Email at work this morning:
(skip over usual mumbo jumbo)
Special Candlelight Winter Solstice 108 Sun Salutations with Nicki Wednesday, December 21, 12:00pm–12:45pm In yoga, the changing of the seasons is often celebrated by gathering together to perform 108 Sun Salutations. (We will do 4 rounds of 27). Please join us!"
This is one of those "if you know me, you know what expression I have on my face". If you don't know me, imagine something between receiving an IRS delinquency letter in the mail and the numb stare when one of the kids tells me about some achievement they reached on a video game.
I mean ONE...HUNDRED...AND...EIGHT of something called a "Sun Salutation"? Not 2 sets of 10. Not an even 100. 108!
And not just any Sun Salutations. Special. Winter Solstice. Candlelight!
Holy shit. My honeymoon didn't even have that many angles.
I can picture it now:
- A handful of our company's most Uber-fit 22 year-old women in $85,000 worth of Lululemon.
- One super-skinny hipster guy with a huge bushy beard, too-short running shorts leftover from his track and field days at Drake, and trying a little too hard to get into Pose #12.

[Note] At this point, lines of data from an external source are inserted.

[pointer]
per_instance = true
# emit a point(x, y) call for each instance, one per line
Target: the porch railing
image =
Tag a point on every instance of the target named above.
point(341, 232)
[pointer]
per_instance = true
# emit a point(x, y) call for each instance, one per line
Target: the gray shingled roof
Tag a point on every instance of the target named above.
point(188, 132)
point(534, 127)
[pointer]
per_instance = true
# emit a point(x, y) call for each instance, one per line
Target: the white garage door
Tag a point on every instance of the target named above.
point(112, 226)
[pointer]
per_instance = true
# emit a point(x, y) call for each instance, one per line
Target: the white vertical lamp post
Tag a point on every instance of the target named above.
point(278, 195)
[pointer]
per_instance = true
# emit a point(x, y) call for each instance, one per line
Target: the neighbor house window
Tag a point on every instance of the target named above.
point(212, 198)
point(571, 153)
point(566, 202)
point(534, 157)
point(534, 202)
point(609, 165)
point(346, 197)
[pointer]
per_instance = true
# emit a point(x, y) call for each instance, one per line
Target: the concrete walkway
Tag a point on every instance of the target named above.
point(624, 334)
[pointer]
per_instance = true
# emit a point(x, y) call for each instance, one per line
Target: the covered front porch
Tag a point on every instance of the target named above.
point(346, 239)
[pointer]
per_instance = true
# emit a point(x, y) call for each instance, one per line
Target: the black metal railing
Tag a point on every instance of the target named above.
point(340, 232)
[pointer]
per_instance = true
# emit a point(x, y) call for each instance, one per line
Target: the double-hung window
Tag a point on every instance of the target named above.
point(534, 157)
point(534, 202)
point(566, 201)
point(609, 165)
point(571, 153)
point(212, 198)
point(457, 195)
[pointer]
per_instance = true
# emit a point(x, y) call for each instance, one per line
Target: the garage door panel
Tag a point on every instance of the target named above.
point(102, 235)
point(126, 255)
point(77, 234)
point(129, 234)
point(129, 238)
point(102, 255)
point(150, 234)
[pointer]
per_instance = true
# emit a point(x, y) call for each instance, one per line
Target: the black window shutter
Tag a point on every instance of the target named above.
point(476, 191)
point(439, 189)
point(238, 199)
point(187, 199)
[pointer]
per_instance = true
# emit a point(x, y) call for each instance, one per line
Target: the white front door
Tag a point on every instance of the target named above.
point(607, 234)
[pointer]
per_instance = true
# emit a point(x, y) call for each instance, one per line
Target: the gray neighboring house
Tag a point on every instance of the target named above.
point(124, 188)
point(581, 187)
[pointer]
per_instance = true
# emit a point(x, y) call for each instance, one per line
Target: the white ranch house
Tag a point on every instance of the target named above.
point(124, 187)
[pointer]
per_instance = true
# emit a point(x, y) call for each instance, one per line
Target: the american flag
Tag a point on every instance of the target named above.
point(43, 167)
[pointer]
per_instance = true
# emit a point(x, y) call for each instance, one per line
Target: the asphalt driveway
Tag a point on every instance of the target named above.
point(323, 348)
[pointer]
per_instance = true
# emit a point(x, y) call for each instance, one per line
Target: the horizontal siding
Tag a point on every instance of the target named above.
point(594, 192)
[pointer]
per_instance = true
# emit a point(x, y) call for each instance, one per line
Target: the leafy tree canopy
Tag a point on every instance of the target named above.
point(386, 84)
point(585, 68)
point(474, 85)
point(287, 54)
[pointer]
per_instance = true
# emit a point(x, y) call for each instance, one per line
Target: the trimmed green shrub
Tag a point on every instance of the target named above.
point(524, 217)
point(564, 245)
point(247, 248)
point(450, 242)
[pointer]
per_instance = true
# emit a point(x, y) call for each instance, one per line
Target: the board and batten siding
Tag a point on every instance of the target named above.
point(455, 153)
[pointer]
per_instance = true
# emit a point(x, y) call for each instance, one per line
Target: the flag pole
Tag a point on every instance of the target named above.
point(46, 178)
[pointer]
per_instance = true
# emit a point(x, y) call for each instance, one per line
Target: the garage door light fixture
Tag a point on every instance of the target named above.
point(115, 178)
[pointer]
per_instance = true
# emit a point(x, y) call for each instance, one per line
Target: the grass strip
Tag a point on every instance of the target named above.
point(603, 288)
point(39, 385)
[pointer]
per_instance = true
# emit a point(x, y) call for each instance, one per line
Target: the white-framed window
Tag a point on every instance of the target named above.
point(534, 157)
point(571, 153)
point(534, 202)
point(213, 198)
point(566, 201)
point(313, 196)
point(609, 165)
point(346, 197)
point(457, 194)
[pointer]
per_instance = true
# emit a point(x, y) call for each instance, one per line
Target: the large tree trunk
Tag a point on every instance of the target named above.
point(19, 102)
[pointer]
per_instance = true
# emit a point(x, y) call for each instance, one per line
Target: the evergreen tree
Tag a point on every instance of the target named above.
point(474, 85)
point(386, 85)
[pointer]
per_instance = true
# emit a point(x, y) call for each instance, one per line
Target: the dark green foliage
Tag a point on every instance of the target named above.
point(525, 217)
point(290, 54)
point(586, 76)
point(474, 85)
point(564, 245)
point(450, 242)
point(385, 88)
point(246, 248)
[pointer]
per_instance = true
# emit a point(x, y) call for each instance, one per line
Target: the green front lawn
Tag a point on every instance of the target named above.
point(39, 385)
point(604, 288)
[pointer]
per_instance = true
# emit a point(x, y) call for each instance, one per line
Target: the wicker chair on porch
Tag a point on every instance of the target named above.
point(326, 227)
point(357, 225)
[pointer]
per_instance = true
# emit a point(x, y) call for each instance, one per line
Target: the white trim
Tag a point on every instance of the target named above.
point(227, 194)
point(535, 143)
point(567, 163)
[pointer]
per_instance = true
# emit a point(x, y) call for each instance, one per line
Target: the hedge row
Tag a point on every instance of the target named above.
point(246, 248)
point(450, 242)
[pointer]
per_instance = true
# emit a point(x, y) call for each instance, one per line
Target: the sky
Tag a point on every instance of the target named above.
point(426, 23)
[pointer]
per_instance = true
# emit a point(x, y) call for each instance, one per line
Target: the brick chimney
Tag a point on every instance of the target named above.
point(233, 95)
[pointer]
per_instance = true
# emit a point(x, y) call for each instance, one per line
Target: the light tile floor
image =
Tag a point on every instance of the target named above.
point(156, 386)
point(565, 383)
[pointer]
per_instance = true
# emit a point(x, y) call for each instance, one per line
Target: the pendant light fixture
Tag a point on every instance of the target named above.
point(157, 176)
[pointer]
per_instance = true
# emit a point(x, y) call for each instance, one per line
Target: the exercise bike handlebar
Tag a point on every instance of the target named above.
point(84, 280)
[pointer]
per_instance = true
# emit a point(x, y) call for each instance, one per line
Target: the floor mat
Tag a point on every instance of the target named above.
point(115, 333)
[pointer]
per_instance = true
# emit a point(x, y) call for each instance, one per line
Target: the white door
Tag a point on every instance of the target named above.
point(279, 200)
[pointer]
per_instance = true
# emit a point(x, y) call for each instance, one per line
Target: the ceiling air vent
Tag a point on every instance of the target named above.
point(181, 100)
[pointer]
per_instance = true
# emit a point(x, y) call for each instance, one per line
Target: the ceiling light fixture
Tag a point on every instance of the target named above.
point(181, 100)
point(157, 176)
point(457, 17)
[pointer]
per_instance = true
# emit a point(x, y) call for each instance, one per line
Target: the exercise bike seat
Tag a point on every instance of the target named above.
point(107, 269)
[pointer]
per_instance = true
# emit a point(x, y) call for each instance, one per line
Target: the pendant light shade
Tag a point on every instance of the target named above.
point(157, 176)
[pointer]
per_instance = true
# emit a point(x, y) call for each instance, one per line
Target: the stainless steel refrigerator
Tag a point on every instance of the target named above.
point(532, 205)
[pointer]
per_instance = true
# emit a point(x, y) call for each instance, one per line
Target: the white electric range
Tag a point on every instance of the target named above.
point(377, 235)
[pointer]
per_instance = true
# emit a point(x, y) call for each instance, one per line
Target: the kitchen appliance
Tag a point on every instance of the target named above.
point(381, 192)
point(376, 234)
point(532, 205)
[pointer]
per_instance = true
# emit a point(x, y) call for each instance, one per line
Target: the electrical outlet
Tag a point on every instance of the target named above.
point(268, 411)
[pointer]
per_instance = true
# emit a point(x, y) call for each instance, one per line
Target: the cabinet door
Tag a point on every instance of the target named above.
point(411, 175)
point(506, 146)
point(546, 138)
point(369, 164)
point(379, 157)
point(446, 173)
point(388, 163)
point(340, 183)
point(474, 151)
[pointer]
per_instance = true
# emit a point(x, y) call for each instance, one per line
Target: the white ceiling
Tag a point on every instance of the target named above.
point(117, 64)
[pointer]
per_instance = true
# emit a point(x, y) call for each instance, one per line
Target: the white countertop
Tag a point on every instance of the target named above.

- Me, in the same wrinkled flannel and Dockers I've worn every Wednesday since 2004, 7th coffee of the day in hand, standing in the back wondering what the fuck the world has come to.
- Someone called Nicki.
Seriously, I'd go to this, but I know I couldn't handle 4 rounds of 27 of anything, unless it's popcorn shrimp or Reece's Pieces. And I'm 100% sure the "Sun Salutations" they're talking about aren't like, "Hey...what's up sun? Nice to see you"
Thanks for the invite, but I think I'll skip this one and wait for something more traditional like a pot-luck.